Honokiol exerts dual effects on browning and apoptosis of adipocytes.

Abstract

Induction of brown adipocyte-like phenotype (browning) in white adipocytes and promotion of apoptosis by dietary and pharmacological compounds is considered a novel strategy against obesity. Here, we show that honokiol exerts dual modulatory effects on adipocytes via induction of browning in 3T3-L1 white adipocytes and apoptosis as well as activation of HIB1B brown adipocytes combined with inhibition of apoptosis.

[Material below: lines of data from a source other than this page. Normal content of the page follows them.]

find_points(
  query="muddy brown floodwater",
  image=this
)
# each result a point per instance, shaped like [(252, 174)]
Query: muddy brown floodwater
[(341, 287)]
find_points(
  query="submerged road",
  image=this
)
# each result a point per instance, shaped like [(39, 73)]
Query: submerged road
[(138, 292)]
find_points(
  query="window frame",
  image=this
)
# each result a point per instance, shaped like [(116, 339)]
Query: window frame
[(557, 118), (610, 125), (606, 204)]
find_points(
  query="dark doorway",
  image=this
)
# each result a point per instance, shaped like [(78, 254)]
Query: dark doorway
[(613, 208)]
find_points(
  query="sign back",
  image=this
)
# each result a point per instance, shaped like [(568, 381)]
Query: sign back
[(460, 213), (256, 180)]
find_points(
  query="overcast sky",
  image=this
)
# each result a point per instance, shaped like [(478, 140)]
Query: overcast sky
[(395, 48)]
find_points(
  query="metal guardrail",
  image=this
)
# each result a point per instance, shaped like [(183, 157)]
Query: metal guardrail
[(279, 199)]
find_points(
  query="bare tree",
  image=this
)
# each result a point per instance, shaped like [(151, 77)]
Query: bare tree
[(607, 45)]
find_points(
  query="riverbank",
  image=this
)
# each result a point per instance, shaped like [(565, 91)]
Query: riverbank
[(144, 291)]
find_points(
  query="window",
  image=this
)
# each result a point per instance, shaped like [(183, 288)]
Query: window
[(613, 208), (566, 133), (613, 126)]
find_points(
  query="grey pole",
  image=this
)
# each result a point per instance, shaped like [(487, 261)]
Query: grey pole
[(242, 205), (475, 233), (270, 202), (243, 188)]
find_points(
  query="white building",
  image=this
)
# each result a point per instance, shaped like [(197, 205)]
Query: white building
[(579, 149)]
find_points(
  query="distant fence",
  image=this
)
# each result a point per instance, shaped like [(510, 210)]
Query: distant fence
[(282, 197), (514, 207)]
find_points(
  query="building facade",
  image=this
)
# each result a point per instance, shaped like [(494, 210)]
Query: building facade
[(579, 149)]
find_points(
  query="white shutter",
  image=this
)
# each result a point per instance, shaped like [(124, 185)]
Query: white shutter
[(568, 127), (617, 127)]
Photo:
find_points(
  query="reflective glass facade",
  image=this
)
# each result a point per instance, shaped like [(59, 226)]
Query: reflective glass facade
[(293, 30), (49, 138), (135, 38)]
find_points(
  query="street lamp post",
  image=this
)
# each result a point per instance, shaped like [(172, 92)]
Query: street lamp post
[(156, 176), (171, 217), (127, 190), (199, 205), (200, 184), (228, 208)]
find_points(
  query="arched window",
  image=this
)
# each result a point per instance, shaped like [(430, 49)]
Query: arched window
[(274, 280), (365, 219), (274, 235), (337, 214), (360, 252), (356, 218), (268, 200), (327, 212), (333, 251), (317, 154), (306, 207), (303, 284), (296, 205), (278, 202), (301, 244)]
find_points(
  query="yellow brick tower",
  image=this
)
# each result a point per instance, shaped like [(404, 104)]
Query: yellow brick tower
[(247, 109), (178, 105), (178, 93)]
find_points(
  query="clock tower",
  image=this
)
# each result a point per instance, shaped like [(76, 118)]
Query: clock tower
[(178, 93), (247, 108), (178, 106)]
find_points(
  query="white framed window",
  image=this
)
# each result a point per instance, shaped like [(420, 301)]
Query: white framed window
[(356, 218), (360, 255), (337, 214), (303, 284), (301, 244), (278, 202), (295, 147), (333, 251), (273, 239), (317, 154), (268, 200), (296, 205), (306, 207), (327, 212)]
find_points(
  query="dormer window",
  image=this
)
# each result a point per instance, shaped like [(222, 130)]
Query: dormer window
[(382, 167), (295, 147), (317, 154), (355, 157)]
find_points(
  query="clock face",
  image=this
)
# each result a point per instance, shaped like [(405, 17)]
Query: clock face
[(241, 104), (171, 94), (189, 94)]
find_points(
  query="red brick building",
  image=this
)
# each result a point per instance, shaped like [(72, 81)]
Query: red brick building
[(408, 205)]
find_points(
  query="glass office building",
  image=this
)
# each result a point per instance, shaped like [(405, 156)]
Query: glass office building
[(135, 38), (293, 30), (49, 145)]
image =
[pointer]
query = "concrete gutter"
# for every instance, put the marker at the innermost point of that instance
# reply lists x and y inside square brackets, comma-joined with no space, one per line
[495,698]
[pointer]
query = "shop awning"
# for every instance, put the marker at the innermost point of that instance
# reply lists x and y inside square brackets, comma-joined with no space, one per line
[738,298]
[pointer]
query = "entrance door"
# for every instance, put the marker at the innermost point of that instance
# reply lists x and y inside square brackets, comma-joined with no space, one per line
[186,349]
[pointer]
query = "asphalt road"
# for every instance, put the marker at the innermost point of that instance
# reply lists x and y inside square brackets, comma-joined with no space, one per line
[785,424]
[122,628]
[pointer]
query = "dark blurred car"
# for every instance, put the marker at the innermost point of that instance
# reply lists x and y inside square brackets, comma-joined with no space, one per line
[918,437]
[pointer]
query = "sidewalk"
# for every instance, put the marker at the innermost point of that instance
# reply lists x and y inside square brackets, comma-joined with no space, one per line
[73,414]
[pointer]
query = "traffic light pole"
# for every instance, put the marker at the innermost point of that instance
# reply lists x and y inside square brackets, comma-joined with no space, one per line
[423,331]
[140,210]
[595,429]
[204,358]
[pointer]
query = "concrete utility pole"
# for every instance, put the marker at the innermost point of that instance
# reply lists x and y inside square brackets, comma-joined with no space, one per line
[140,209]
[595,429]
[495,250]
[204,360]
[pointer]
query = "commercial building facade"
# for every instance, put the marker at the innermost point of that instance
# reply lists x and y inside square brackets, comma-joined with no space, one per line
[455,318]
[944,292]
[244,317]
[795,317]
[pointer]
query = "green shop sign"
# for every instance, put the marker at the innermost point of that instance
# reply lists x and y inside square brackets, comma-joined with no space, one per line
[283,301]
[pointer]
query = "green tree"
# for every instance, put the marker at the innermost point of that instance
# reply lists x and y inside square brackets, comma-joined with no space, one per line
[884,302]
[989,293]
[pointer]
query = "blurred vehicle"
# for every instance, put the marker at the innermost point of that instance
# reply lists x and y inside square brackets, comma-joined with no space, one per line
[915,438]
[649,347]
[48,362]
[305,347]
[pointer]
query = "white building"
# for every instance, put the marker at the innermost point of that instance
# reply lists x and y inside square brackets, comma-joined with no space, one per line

Honokiol-induced browning and apoptosis were investigated by determining expression levels of brown adipocyte-specific genes and proteins by RT-PCR and immunoblot analysis, respectively. Apoptotic data were validated by immunofluorescence and ROS levels were measured by FACS analysis. Honokiol treatment induced browning by elevating expression levels of brown adipocyte-specific genes such as Cidea, Cox8, Fgf21, Pgc-1α, and Ucp1. Honokiol promoted apoptosis of 3T3-L1 white adipocytes and inhibited apoptosis of HIB1B brown adipocytes via opposite regulation of the pro-apoptotic protein BAX and anti-apoptotic protein Bcl-2. Honokiol also significantly increased protein expression levels of ACOX1, CPT1, p-HSL, and p-PLIN and reduced ROS levels, suggesting its possible role in fat oxidation and lipid catabolism. Honokiol-induced browning could be mediated by activation of ERK, as inhibition of ERK by FR180204 abolished expression of PGC-1α and UCP1. Our findings suggest that honokiol exhibits a modulatory role in adipocytes via induction of browning and apoptosis in white adipocytes, promotion of catabolic lipid metabolism, as well as activation and inhibition of apoptosis in HIB1B brown adipocytes, thereby exhibiting therapeutic potential against obesity.